Melanogenesis - click to enlarge
When skin is exposed to sunlight, ultraviolet (UV) radiation stimulates the production and release of a hormone, alpha melanocyte stimulating hormone, or α-MSH. Alpha-MSH is secreted by keratinocytes, a specific type of skin cell, then binds to receptors on the surface of another type of cell, called a melanocyte. When α-MSH binds to the receptors, which are known as MC1R, it activates the melanocytes to produce the brown/black pigment melanin. The melanin is subsequently transferred back the keratinocytes, increasing the level of melanin within the epidermis, the outer layer of the skin.

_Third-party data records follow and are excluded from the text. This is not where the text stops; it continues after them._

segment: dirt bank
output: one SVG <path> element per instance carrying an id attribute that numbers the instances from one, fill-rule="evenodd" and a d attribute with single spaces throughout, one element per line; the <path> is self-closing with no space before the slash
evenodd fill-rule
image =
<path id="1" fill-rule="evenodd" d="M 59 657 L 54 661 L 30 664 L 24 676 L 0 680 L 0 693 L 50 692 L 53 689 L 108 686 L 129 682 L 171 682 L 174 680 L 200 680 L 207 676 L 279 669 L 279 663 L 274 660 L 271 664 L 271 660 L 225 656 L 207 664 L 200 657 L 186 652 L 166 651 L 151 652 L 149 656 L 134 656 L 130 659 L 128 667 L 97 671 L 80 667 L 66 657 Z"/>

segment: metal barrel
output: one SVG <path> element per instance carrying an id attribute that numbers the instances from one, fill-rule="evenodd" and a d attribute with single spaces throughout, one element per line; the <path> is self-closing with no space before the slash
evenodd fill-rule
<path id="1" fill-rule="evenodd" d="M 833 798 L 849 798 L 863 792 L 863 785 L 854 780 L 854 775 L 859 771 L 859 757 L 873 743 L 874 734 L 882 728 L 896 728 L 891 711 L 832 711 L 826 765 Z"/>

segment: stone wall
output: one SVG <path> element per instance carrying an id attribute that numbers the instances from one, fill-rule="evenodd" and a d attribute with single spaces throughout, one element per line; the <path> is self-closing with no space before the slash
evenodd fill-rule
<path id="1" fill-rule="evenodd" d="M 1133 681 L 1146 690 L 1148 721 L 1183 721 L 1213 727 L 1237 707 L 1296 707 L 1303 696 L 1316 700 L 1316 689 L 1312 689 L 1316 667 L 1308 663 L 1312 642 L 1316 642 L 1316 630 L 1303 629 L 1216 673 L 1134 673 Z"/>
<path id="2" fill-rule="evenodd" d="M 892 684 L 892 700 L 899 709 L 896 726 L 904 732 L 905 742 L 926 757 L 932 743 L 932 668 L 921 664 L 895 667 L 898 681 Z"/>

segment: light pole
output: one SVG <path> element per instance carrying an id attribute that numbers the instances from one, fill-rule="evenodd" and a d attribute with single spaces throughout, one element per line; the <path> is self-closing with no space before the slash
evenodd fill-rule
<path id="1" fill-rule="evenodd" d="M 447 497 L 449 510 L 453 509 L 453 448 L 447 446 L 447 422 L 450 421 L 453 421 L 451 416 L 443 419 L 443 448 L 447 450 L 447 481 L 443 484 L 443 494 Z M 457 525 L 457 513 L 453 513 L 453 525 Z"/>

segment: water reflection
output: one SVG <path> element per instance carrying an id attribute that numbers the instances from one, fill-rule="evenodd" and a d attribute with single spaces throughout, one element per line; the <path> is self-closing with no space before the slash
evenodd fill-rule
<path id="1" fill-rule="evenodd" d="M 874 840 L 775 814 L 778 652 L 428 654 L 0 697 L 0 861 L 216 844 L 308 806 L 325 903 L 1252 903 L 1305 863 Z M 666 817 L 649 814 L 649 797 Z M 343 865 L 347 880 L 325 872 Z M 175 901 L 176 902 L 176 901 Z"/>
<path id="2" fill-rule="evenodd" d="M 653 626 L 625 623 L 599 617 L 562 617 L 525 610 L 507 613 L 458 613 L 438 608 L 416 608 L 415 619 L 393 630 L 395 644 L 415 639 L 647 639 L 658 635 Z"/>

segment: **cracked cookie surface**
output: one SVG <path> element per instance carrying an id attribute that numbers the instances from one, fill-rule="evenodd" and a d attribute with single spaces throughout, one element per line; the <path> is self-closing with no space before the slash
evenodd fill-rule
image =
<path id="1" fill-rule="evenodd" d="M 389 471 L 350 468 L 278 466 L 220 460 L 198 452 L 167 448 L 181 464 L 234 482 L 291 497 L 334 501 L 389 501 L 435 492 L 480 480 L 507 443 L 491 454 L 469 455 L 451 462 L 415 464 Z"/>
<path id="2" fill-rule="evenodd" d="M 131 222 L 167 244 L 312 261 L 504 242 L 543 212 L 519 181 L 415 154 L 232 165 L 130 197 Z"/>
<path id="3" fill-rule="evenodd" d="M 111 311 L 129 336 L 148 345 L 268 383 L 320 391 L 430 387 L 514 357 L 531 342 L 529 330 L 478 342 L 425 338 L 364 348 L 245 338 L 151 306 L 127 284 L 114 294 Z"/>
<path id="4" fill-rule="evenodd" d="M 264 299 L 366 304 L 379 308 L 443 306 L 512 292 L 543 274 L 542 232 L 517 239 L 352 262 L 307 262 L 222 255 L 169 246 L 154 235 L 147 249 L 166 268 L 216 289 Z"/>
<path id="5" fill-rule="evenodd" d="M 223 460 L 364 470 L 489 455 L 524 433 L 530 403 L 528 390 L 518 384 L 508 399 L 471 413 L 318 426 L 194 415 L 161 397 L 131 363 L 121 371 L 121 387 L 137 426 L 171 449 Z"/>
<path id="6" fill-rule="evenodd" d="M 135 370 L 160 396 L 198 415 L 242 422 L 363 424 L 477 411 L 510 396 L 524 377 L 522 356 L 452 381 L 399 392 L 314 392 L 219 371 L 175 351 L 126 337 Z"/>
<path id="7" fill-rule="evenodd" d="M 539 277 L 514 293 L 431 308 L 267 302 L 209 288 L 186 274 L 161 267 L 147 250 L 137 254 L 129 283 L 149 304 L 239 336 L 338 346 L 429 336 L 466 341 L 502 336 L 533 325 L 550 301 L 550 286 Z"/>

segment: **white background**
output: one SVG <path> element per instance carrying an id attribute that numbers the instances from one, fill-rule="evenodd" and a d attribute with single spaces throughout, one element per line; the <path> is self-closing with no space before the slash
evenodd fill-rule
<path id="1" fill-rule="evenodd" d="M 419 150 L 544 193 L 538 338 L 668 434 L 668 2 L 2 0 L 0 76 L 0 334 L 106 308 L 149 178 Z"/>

Melanin is a photoprotective to skin cells (protecting them from light/UV radiation) and the greater its density in the epidermis, the more protection is given to the layers of skin below. It does this by absorbing, reflecting and refracting light (particularly UV radiation) and preventing it from penetrating to the nucleus of keratinocytes or to lower levels of the skin. Melanin is also believed to play a role in scavenging free radicals, which can injure skin cells, and in facilitating UV induced apoptosis (programmed cell death), which removes damaged cells. Thus, melanin’s protective role goes beyond providing a physical barrier. It has been suggested that the 2-3 fold melanin levels seen in darker skin types, compared to lighter skin types, convey up to 100-fold difference in sensitivity to ultraviolet radiation due to these protective functions (see Rees 2004).